La perception des biotechnologies dans une société du risque


« La science devient de plus en plus nécessaire mais de moins en moins suffisante à l'élaboration d'une définition socialement établie de la vérité » affirme dès 1986, le sociologue allemand Ulrich Beck, dans un ouvrage intitulé « Risikogesellschaft ? Auf dem Weg in eine andere Moderne » (1) dont les thèses ont connu une large audience et eu un retentissement majeur sur la perception des crises technologiques.

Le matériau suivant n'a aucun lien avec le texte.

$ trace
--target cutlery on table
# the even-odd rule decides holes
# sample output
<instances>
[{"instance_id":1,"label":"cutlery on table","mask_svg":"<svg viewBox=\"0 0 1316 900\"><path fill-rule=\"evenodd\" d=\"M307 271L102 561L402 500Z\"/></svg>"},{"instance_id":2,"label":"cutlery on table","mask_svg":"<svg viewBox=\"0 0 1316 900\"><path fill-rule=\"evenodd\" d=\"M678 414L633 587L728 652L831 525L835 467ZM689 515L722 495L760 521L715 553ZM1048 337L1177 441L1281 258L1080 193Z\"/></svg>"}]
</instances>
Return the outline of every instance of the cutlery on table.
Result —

Ainsi, à mesure que notre type de développement économique génère ces externalités négatives que sont les « risques industriels », le contrat social liant la société « post-industrielle » et ses élites technocratiques se renforce, tandis que les controverses techniques font irruption dans le cours des affaires publiques avec des effets difficilement « traçables ». Les turpitudes que nous promet cette manufacture des risques demeurent, du moins pour le moment, largement virtuelles en ce qui concerne les organismes génétiquement modifiés. Mais pour virtuelles qu'elles soient, elles soulèvent des inquiétudes qui n'en sont pas moins vives, générant en retour des propos d'autant plus rassurants que leurs auteurs s'apprêtent à éviter d'en assumer l'impact financier ou économique, sans parler d'une éventuelle responsabilité sociale.
Le débat sur les OGM renvoie à un choix sur le modèle de développement dont pour revendiquer les bénéfices il faudra bien assumer les conséquences. Aussi, avons-nous sollicité, dans un choix forcément partiel mais trop contingent pour être vraiment partial, des représentants de la « société civile » et des organisations professionnels afin qu'ils présentent leur point de vue dans cette controverse.

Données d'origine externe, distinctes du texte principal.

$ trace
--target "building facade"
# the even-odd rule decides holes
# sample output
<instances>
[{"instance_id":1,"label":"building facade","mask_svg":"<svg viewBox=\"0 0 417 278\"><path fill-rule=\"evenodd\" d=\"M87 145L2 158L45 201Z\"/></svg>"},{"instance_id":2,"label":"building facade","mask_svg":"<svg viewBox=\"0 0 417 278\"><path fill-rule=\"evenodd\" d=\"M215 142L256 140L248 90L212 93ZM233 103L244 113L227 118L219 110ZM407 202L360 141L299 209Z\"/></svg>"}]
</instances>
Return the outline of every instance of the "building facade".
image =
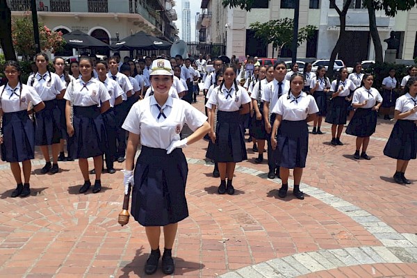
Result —
<instances>
[{"instance_id":1,"label":"building facade","mask_svg":"<svg viewBox=\"0 0 417 278\"><path fill-rule=\"evenodd\" d=\"M345 0L336 0L343 7ZM299 28L309 24L317 26L313 38L302 44L297 49L300 58L329 58L336 44L340 31L339 17L327 0L300 1ZM375 58L375 49L369 31L368 10L361 6L362 0L352 0L346 16L346 30L349 42L338 54L348 65ZM256 0L250 12L240 8L224 8L221 1L202 1L202 20L197 22L200 39L206 42L226 41L227 55L244 57L246 54L259 57L277 56L272 45L265 45L254 38L250 28L251 23L266 22L280 18L293 18L293 1ZM384 53L387 48L384 40L393 31L398 49L397 58L412 60L417 56L417 8L398 12L394 17L376 12L377 26ZM291 57L291 46L284 47L281 57Z\"/></svg>"},{"instance_id":2,"label":"building facade","mask_svg":"<svg viewBox=\"0 0 417 278\"><path fill-rule=\"evenodd\" d=\"M12 17L31 10L31 0L7 0ZM80 30L111 44L140 31L173 41L174 0L36 0L38 20L63 33Z\"/></svg>"},{"instance_id":3,"label":"building facade","mask_svg":"<svg viewBox=\"0 0 417 278\"><path fill-rule=\"evenodd\" d=\"M183 2L181 32L182 40L187 42L191 42L191 10L188 0Z\"/></svg>"}]
</instances>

Jean-Pierre Bompard, secrétaire confédéral chargé de la Recherche à la CFDT, présente le texte de la Confédération européenne des syndicats sur la sécurité alimentaire mondiale préparé pour la conférence de Johannesburg sur le développement durable, en souhaitant que « le débat sur les OGM ne soit pas pollué par des questions de principe ».
A la veille d'une sortie aménagée du moratoire européen, les interprofessions, qui se sont longtemps cantonnées dans une prudente réserve, prennent désormais la parole : Philippe Gracien, directeur général du Groupement interprofessionnel des semences et plants, nous expose la « position de l'interprofession des semences sur le nouveau dispositif réglementaire européen encadrant la commercialisation et la culture des OGM ». L'Association générale des producteurs de maïs (AGPM) n'est pas en reste puisqu'elle nous confie son point de vue par l'intermédiaire de Pascal Coquin, chargé d'études : « lever le moratoire nécessite de s'assurer de la possibilité de la coexistence des cultures ».
Mais tous les producteurs ne l'entendent pas de cette oreille, et ceux de la Confédération paysanne l'ont fait savoir par des actions au caractère spectaculaire. Pour Terminal, Nicolas Duntze et Olivier Clément posent simplement la question « à qui profitent les OGM ? » en insistant sur la volonté hégémonique de contrôle du marché des semences par certains acteurs ?
Du côté des associations de protection de l'environnement, Lylian Le Goff, responsable de la mission biotechnologies de France Nature Environnement, s'insurge contre une levée éventuelle du moratoire portant sur les cultures transgéniques dans un texte intitulé « OGM : une vraie fausse solution ».
Mais qu'en pense le consommateur ? On se doute que les enseignes de la grande distribution sont extrêmement attentives à tout ce qui pourrait signaler une éventuelle révolte des caddies et on a pu constater qu'elles sont capables d'effectuer des revirements spectaculaires lorsque leurs intérêts vitaux sont en jeu !
Chronos nous ayant dans sa course rattrapé, refermons provisoirement ce dossier sur la contribution de Sylvie Bonny, chercheur au département Economie et sociologie rurales de l'Inra, qui souligne pour nous les « biais » du débat sur les OGM : très polarisé, souvent manichéen ? et, il faut bien l'avouer pour ce qui nous concerne, limité à des échanges très franco-français, assez peu européens encore moins mondialisés. On se surprend à rêver de pouvoir débattre avec les allemands d'agriculture biologique, avec les italiens et les argentins de viande bovine, avec les brésiliens de soja et avec les chinois de poulet ? évidemment, de quoi consacrer encore plusieurs numéros spéciaux à cette « téknè » particulière qu'est la transgenèse. Mais les poules pourraient bien avoir des dents avant même qu'on épuise le sujet !

Notes

  1. Traduit de l'allemand par Laure Bernardi et publié chez Aubier en 2001 « La société du risque. Sur la voie d'une autre modernité », Paris, 521 p.